10. Método según la reivindicación 9, en el que dicho sensibilizador es un fotosensibilizador y en el que dicha especie activa es oxígeno en estado singlete.

11. Método según la reivindicación 7, en el que dicha sonda de escisión y dicho uno o más compuestos de unión comprenden cada uno una composición de unión a anticuerpo.

12. Método según la reivindicación 7, en el que al menos uno de dichos determinantes antigénicos es un sitio de fosforilación de dicho primer tipo de receptor o dicho segundo tipo de receptor.

13. Método según la reivindicación 12, en el que dicho uno o más compuestos de unión son una pluralidad de compuestos de unión en el intervalo de desde 2 hasta 10.

14. Método según la reivindicación 13, en el que dicho primer tipo de receptor y dicho segundo tipo de receptor se seleccionan cada uno del grupo que consiste en Her1, Her2, Her3 y Her4.

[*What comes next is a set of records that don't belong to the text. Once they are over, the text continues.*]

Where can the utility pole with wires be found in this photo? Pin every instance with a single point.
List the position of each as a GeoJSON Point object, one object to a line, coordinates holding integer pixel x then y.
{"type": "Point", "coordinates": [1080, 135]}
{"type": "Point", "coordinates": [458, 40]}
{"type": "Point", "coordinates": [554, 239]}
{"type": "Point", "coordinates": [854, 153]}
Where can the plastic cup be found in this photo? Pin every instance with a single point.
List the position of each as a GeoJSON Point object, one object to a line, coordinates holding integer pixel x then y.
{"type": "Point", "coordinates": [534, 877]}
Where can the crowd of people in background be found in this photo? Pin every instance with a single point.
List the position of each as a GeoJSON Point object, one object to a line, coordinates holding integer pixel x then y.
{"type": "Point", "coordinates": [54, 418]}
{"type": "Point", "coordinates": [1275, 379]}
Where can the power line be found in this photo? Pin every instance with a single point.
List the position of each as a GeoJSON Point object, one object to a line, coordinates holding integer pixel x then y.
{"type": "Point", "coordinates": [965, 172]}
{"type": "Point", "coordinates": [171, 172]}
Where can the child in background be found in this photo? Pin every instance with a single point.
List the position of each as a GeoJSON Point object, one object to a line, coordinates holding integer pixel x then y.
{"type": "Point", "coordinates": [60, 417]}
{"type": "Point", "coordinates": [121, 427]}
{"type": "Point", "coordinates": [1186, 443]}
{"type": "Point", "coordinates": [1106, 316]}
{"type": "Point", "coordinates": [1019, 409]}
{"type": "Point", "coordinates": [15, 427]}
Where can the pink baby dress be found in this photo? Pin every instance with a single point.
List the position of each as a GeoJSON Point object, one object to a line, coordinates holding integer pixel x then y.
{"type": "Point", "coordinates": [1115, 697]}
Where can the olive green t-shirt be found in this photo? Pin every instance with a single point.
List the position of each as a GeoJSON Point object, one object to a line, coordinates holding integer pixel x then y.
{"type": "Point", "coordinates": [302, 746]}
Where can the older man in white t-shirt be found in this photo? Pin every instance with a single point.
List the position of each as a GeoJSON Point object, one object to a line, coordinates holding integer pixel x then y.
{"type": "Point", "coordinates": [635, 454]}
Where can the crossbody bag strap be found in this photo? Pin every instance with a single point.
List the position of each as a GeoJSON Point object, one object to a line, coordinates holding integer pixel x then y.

15. Método según la reivindicación 14, en el que dicho dímero es un heterodímero u homodímero que comprende tipos de receptores seleccionados del grupo que consiste en Her1, Her2, Her3 y Her4.

16. Método según la reivindicación 15, en el que dicho dímero es un homodímero Her1-Her1, un heterodímero Her1-Her2, un heterodímero Her1-Her3 o un heterodímero Her2-Her3.